After surgery Stephen was referred to the Cancer Centre at Belfast City Hospital, where his treatment team discussed chemotherapy with him. However, due to the success of the operation and in part, due to COVID-19, it was decided to monitor Stephen closely instead with regular scans and blood tests.

“The care I’ve received from the team in the Cancer Centre and from Friends of the Cancer Centre has been excellent. The nurses and doctors put me at ease really quickly.  Whilst I didn’t receive any additional treatment after surgery, I am being monitored regularly by the team at the Cancer Centre, including Friends of the Cancer Centre’s Testicular Cancer Clinical Nurse Specialist who is on hand if I have any queries or concerns.  In February 2021, a year after my surgery, I completed the 100K Your Way Challenge for Friends of the Cancer Centre as I wanted to give something back to this charity and the team in the Cancer Centre in Belfast to say thank you for the support they have given me and my family. ”

Raising Awareness

Stephen knows how important it is to raise awareness of testicular cancer and he has chosen to share his story in the hope that men will read it and check themselves. He says:

“I used to be one of those men who didn’t talk about my health or anything private, but now I would openly tell any man to check themselves regularly. Even if it’s in the shower, it’s a great way to get used to what’s normal for you and spot any changes as early as possible. For me, the swelling in my testicle and backache were signs that something was wrong, but other men might have different symptoms such as a lump. If there is something wrong, the earlier you catch it, the sooner treatment can start and that can make a huge difference. ”

Talking Balls

In a strange coincidence, just a few doors away Aaron was also embarking on a mission to raise awareness of testicular cancer following his own diagnosis when he was 22. Explaining how the two men discovered the connection, Stephen explained:

“A few months after my surgery I was out walking and met an old friend, Aaron Watson. Aaron happened to say he hadn’t seen me out for a while and asked if I was ok. I’m normally a very private person, but I told Aaron about my diagnosis.  Aaron’s response was ‘I don’t believe it!’ and he went on to tell me that he’d gone through exactly the same experience.  He also talked about the work he has been doing with Friends of the Cancer Centre and its Talking Balls campaign, sharing his story to encourage men to check their testicles.  I am really proud to be involved in the campaign and if by sharing our stories we can encourage even one man to check himself, it will be worth it.”

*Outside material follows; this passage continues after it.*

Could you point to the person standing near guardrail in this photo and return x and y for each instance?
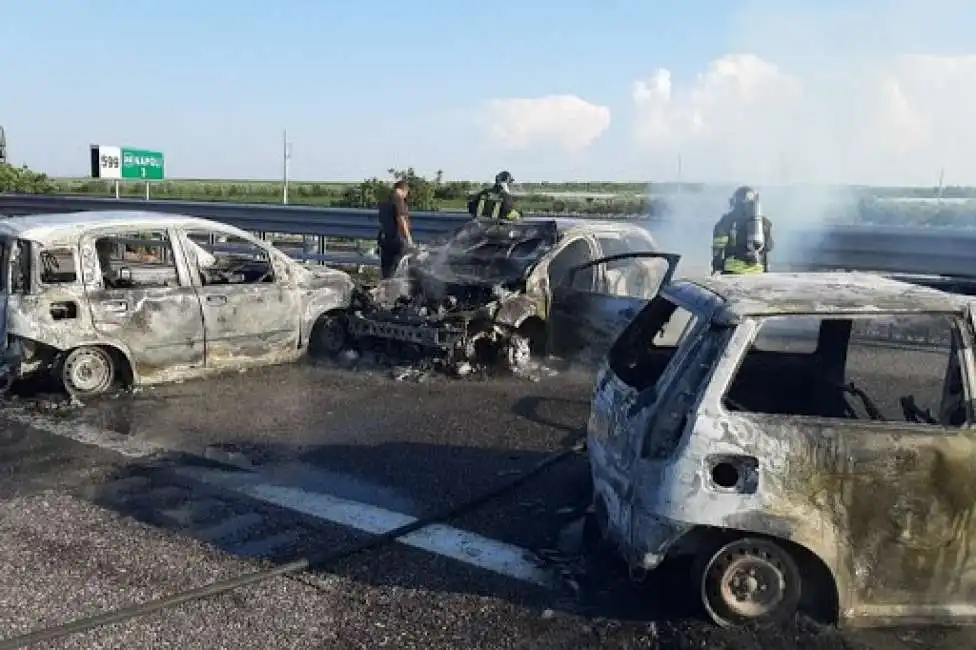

Highlighting the importance of raising awareness of testicular cancer, Aaron Watson said:

“I’m so thankful that I bumped into Stephen that evening and that he chose to tell me about his diagnosis, as it was an opportunity for me to share my experience and show him that he’s not alone.  Testicular cancer is a subject that many people are uncomfortable talking about, but it’s so important that we have this conversation.  Testicular cancer is very treatable when caught early and it has high survival rates, but they key is early diagnosis.    That’s why it’s so important that we encourage men to check themselves, so they can identify any changes as soon as possible.  I am incredibly proud to be an ambassador for Friends of the Cancer Centre’s Talking Balls campaign and by sharing my story, and Stephen sharing his, I know we will make a difference to someone out there and hopefully save a life.”